Last week, in my heap of summer boredom, I signed up for Pinterest. Back in 2010, when Pinterest was just beginning, I was in the trial run for the site. While I found it interesting, I did not have the time to allow the procrastinatory site to rule my life and I promptly took a two year hiatus which ended last week. For those of you who live in literary circles, or under a rock, Pinterest is the Justin Bieber (the Jesmyn Ward?) of social networking sites. Pinterest has skyrocketed into popularity via its easy interface and its infinity of pictures, crafts, and ideas. The basic idea is that you ‘pin’ things that ‘interest’ you onto boards which you can then share with your friends.
When entering the site, the interface looks like something a 13-17 year old girl would use. Covered in bright colors and craft ideas, Pinterest looks like a early high-schooler’s dream. My Pinterest, much like my Facebook, lacks these juvenille enjoyments. Instead, my Pinterest is filled with postings from my Facebook friends in three major categories: weddings, babies, and homemaking. Sure, there are women like Michelle Obama who are posting great pictures of the white house, but for the most part my white, upper-middle class, female friends, are all posting about a wedding they do not have a ring for.
I am not trying to discredit weddings, or the excitement that should accompany that kind of commitment. The reality is, though, that not very many–31.8%–of Pinterest users are men. My Pinterest, it feels, is trying to socialize me into a kind of gender normative expectation of women my age. In the most anti-independent sense, my Pinterest is telling me to get married, build a nest, and fill it with tiny birds which I can make clothing for with all the great crafting skills I learned off Pinterest. Now before anyone pulls out a semi-automatic let’s remember 1) this is a blog post 2) there is NOTHING wrong with desiring any of those things. I am sure that getting married, and building a home, and having kids are all nice and beautiful things.
But I cannot say for sure because, like all of my pinning friends, I have not done any of those things.
My freshman year of college I wrote a research paper on prostitution in the United States. I did a lot of reading about pornography, usage in the United States, and long-term effects on sex drives and contentment in relationships. The data is unsurprising. People who are addicted to pornography (addicted being defined as usage every day for thirty or more days) have more trouble being satisfied with actual sex and therefore often struggle to be content in their relationships.
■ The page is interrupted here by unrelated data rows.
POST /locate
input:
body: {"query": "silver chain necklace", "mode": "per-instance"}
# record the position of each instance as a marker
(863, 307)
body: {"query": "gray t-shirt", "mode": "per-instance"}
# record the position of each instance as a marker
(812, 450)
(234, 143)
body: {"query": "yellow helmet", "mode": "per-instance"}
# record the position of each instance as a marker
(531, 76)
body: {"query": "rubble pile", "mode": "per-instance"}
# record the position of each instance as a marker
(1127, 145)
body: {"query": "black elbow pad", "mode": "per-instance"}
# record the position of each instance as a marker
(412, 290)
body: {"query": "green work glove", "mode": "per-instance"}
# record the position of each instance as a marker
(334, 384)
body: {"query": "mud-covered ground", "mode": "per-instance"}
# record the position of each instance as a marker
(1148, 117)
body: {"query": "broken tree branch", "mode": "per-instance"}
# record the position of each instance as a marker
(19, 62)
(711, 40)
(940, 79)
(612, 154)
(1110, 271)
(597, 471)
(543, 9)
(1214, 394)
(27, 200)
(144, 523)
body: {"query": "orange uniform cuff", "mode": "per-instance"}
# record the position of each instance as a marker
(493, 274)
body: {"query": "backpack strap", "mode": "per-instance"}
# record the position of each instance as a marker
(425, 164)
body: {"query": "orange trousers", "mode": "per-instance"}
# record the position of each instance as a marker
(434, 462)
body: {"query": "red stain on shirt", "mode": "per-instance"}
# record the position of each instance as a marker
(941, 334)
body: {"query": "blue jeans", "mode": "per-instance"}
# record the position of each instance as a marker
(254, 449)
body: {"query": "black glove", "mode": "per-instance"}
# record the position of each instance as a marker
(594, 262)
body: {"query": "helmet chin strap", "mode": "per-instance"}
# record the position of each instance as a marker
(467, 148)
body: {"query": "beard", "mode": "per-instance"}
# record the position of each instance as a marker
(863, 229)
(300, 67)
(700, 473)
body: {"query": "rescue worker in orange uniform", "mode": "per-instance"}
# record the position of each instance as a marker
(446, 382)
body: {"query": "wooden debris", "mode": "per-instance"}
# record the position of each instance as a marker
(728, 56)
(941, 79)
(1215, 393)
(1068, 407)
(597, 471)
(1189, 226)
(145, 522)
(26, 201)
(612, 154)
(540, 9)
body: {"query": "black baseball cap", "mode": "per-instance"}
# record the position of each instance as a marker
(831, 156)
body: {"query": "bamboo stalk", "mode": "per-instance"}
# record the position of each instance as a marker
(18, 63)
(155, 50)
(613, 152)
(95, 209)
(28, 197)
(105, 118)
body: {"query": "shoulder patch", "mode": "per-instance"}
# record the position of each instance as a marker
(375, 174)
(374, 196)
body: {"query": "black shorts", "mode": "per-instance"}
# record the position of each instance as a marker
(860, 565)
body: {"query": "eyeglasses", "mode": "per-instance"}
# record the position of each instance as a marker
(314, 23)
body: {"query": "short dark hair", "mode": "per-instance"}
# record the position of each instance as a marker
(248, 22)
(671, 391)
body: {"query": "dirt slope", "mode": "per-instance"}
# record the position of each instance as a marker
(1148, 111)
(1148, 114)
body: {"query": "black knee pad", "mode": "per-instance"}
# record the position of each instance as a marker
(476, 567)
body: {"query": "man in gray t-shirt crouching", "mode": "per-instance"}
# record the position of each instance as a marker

Pinterest is a haven of wedding pornography. Girls are pinning dresses, decorations, and rings. They are pinning proposals, tuxes, and honeymoons. They are planning a day which is supposed to be the unification of two people all alone. All of this premature excitement can only lead to dissatisfaction: dissatisfaction with a current state as well as dissatisfaction with the future outcome.
More than Pinterest usage dampening wedding days, births, and first homes alike, I cannot help but feel extereme alignment with Elizabeth Wurtzel. The women on my Pinterest are obsessed with, not where they are, but with where they hope a man can make them. It saddens me that so many of my friends have two wedding boards and no hint of a career desire. It saddens me that weddings have become the pinacle of life. There is an obsession not with a great guy, or the right guy, but with a guy. There is an obsession not with marriage, but with weddings. Plenty of strong, independent, smart, and capable women have and will meet the guy, plan a wedding, and marry him. There is beauty in that.
But in this preemptive dreaming and delusion, I see nothing but a world of dissatisfaction.